Associated Chinese Chambers of Commerce and Industry Malaysia SMEs deputy chairman Koong Lin Loong says it is a good scheme that SMEs can consider applying for. However, the response will be based on the lending rates because the SMEs' margins are very tiny.

To him, a guarantee cover of between 70% and 80% is reasonable for the scheme. He adds that the tenure of the loan is also important and a payment period of between five to seven years is still manageable for SMEs.

“CGC should top up the RM100mil financing amount to benefit more SMEs, and the loan should be opened for all sectors and not just limited to wholesale and retail sectors. Other sectors, such as manufacturing, construction and services, are also contributing to gross domestic product significantly,” he argues.

Koong says if the qualified SMEs are entitled for a minimum loan of RM50,000, the RM100mil can only benefit 2,000 SMEs. Thus, he reckons that the total loan amount should be increased. However, he acknowledges that Enhancher Express is a good initiative.

Meanwhile, SMI Association of Malaysia national president Chua Tiam Wee says CGC's new financing scheme is not that exciting as the net rate to be borne by the SME will still be high. “Taking into consideration the base lending rate at 6.3% plus 1.5% to 2% lending rate, and the additional CGC fixed fees of 4.5%, the overall cost of borrowing under Enhancer Express is expected to be in region of 12.3% to 12.8%.

“Any borrowing cost above 12% will be burdensome under the current business environment. Retailers now face rises in the cost of goods, and are facing constraints in passing the cost increase to consumers due to price controls and competition from hypermarkets,” he says. He adds although the fixed rate of 4.5% appear to be reduced from the maximum rate that can be charged of 5.75%, it will not benefit those SME borrowers who are good paymasters. As such, Chua contends that those SME borrowers who settle loan promptly should be given rebates to reduce the guarantee fees to between 2.5% and 3%. According to him, prior to the hike in guarantee fee rates by CGC to a maximum 5.75% in mid 2010, the maximum rate was only 3.5%. Chua says the the RM100mil allocated under this scheme is modest and is expected to benefit only 1,000 to 2,000 SMEs in the wholesale and retail sector. Nevertheless, it will be helpful as SMEs in this sector account for almost 45% of the total SMEs in the country.

He thinks that the requirement for a minimum three-year track record should be reviewed because the newer SMEs are the ones requiring help from CGC as banks are reluctant to lend to them. “CGC should play a more active nation-building role, for which it was originally set up for, by helping SMEs who lack collateral,” he says.

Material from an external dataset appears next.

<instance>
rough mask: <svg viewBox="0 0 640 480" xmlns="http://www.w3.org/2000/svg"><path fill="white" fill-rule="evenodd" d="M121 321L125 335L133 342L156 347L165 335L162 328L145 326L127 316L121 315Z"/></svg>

Reducing the CGC approval time with simplified forms is welcome, he adds. However, the association proposes further simplification of the application process by using a single form for submission to the bank and CGC as against having to fill two different forms and going through two different approving authorities.

“Merging the application process with a single approval authority will save time. Also a common standardised loan application form with a single application window will ease further the application process,” he says.